Работается в охотку. Рыба — в основном елец и чебак — жирная, крупная, как на подбор, и потрошить ее легко. Берешь за головку, кладешь на доску — чик! — готово. Чик! — готово. Распоротую рыбу — в бочку с рассолом, кишки — в прокопченный ведерный чугун. Через два дня бочка поедет на тележке в сельповский заготпункт, а чугун тетя Оля поставит на огонь и будет топить рыбий жир: «Только дураки выбрасывают потроха, в них-то и самая польза».
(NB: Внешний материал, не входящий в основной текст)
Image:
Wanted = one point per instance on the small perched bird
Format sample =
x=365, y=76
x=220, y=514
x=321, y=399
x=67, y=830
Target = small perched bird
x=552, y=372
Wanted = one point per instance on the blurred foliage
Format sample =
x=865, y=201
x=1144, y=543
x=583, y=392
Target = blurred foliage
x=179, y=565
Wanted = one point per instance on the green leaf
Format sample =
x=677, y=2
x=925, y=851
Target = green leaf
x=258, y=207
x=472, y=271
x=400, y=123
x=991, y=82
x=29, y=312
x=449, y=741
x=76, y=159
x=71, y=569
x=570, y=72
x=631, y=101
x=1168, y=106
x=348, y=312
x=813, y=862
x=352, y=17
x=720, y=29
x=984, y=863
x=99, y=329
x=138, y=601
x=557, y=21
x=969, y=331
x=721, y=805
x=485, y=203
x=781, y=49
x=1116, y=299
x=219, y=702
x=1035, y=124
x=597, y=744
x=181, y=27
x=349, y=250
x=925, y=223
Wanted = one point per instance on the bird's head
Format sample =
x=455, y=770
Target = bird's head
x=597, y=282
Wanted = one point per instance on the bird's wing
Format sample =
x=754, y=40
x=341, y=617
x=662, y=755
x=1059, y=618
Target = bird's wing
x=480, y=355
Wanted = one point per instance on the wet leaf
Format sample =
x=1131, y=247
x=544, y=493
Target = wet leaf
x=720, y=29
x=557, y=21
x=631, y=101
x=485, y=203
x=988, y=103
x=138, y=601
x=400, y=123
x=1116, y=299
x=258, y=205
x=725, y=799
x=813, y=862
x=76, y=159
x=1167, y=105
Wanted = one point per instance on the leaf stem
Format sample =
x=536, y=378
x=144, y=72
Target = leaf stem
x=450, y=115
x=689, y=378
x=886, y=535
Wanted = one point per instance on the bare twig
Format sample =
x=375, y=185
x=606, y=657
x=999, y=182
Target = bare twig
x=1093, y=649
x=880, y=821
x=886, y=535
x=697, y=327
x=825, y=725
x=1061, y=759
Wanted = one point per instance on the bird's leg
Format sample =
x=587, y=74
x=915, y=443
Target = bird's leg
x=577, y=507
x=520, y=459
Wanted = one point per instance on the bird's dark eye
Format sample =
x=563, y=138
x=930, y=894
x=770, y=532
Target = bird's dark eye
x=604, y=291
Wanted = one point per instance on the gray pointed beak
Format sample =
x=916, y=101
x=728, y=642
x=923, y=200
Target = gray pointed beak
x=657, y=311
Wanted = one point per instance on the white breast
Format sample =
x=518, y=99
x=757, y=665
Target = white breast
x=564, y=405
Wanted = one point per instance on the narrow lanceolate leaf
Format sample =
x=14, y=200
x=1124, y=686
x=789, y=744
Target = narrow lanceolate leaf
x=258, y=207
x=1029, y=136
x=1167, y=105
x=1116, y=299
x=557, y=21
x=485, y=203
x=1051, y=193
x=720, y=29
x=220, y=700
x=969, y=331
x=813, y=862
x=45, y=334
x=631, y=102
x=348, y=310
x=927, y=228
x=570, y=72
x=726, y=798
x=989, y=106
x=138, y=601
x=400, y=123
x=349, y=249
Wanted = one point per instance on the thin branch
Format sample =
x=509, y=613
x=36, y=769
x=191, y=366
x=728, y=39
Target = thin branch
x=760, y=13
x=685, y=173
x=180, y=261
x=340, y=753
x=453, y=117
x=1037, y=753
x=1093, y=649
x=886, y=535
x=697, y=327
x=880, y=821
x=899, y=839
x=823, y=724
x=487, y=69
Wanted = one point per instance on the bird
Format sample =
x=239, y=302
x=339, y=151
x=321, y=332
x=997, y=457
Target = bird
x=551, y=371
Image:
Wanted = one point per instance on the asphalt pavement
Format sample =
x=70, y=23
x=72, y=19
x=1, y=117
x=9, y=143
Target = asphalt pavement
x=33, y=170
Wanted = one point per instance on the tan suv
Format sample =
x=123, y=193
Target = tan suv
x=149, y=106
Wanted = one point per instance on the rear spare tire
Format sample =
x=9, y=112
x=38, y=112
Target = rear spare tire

Время уже не раннее, по-летнему прыткое солнышко забралось повыше тополей, и на нашей улице оживление. Бренчат ведра, тюкают топоры, то из одного конца, то из другого летит озабоченный утренний говорок. Хотя «на улице» не совсем правильно, потому что дом наш — длинный, двенадцатиквартирный полубарак довоенного образца — с одной стороны подпирает высоченный дощатый лесозаводской заплот с колючей проволокой поверху, а с другой стороны… С другой стороны его опоясывают двухэтажные стайки, поленницы дров, зароды прошлогоднего сена, собачьи конуры, гаражики для мотоциклов, амбарчики для лодочных моторов, крохотные, чуть не в ладонь, но огороженные частоколом грядки под мелочь и прочее и прочее, плотно и беспланово налепленное одно на другое нашими хозяйственными жильцами. И лишь посредине этого светонепроницаемого горбыльного полукольца — так называемая улица, а точнее, довольно широкая и просторная, засыпанная от грязи толстым слоем опилок площадка, по краям которой два узеньких, стиснутых строениями прохода в мир, то есть в поселок, один — в сторону поссовета, другой — в сторону амбулатории и сельповского киоска.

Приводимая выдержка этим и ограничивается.